20/03/2014 07:48 GMT | Updated 19/05/2014 06:59 BST

William Kent: Designing Georgian Britain


Photo: Mirror attributed to William Kent, probably for the White House, Kew. Carving attributed to John Boson. Gilt pine, mirror glass (1733-34) © Victoria and Albert Museum, London

In this tercentenary of the Hanoverian accession to the throne, the V&A has brought together an extraordinary body of work to celebrate that era's most influential designer and architect - William Kent. Kent is not a man that is spoken about widely but his influence continues to be profound. This fascinating and evocative exhibition goes a long way to redressing that imbalance.

Queen Anne died in 1714, leaving no obvious heir, and the search for a specifically Protestant heir proved unsuccessful so the monarchy turned to distant relatives from the Principality of Hanover (the eventual George I was the 49th in line to the throne at the time he was made King).

As George I took to the throne, there was a general desire to have a fresh start for Britain with new ideas. Kent fit the bill perfectly and his style has left its mark to this very day.

William Kent was, by any standard, a polymath. Painter, sculptor, architect, interior decorator, furniture designer, illustrator, costume and theatre designer, landscape designer... The range of Kent's talents was amazing and the exhibition shows just how much he excelled at each.

It's a reflection of how well this exhibition is curated that it doesn't throw all these talents at you, overwhelming you. Instead worlds, spheres showcasing these achievements are created - homes, urban design, gardens - and the exhibition creates a path that leads you through each in turn.

The interior design section showcases Kent's revolutionary design, drawn heavily from Italian Baroque art. The richly gilded chairs upholstered in jewel-coloured velvets, ornately marbled tables, heavily carved mahogany wood... It's a style that's eye-wateringly bling-tastic by today's standards but palatial homes and country estates demand statement furniture and large-scale interior design - and Kent knew how to supply that.

The Kentian style was adopted by many of the most powerful patrons of Georgian Britain who, in turn, secured Kent important Royal commissions, bringing him to public attention.

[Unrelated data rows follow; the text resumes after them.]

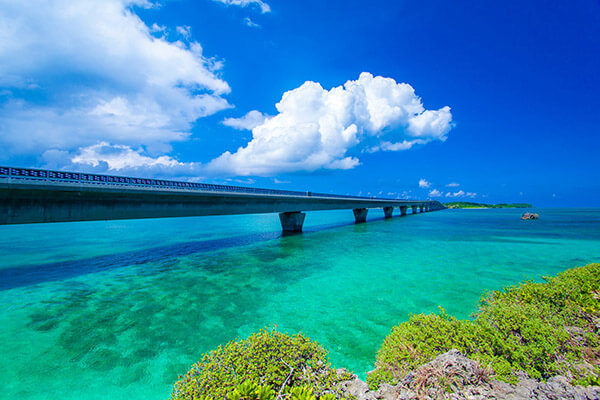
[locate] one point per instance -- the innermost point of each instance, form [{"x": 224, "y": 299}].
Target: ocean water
[{"x": 119, "y": 309}]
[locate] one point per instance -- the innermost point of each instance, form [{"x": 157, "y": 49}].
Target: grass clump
[
  {"x": 542, "y": 329},
  {"x": 266, "y": 364}
]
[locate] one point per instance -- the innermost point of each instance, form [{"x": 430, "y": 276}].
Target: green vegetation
[
  {"x": 467, "y": 204},
  {"x": 260, "y": 367},
  {"x": 542, "y": 329}
]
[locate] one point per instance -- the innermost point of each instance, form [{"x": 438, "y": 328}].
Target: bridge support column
[
  {"x": 292, "y": 221},
  {"x": 360, "y": 215},
  {"x": 388, "y": 211}
]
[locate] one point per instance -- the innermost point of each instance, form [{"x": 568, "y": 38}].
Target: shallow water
[{"x": 119, "y": 309}]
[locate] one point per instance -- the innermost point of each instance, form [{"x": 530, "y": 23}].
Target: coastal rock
[
  {"x": 452, "y": 376},
  {"x": 530, "y": 216}
]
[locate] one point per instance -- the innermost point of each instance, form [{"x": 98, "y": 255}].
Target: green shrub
[
  {"x": 539, "y": 328},
  {"x": 258, "y": 368}
]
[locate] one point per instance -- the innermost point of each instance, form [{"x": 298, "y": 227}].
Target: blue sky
[{"x": 483, "y": 101}]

One section of the exhibition is devoted to Kent's designs for the new Royal Family including the Prince of Wales's Royal Barge (1732), Queen Caroline's Library at St James' Palace (1736-37) and the Hermitage in Richmond Gardens (1730-31).

After the interior design, the exhibition weaves its way into urban design examining Kent's projects for the redesign of Georgian London. On display are architectural renderings and elevations for the facade of Horse Guards (1753) which show Kent's lasting impact on the appearance of London today.

Other architectural projects were never realised including the proposals he submitted for a new House of Parliament (1733-40) and interiors for the House of Lords at Westminster (1735-36), designs for which are on display.

The personal highlight for me was the section on gardens at the close of the exhibition.


Photo: Installation image of William Kent: Designing Georgian Britain (c) Victoria and Albert Museum, London

It's so important for museums and galleries to engage as wide a demographic as possible for their shows and to do that, innovative methods have to be employed. With the Science Museum, the V&A has been at the forefront in utilising talents from other areas of the creative arts and this innovative approach pays dividends here.

Using lighting design talents from theatre as well innovative sound, an evocative representation of English gardens has been created. With birdsong coming through the speakers and dark mossy green walls, stills of Kent's landscaping from across England's country estates such as Stowe and Holkham Hall are projected on to the walls as the effect of sunlight filtering through leafy branches illuminates the room.

Garden seats dotted around, visitors can sit down and transport themselves to the beautifully landscaped lawns dotted with temples, obelisk, man-made lakes and woodland paths - all worlds away from the chaos and urban landscape of modern London.

It also gives the opportunity to display how much Kent embraced the poetic idealism of the English countryside. A versatile man in terms of influence as well as talents, Kent's landscapes were not drawn from overseas but instead looked to show England at its very best.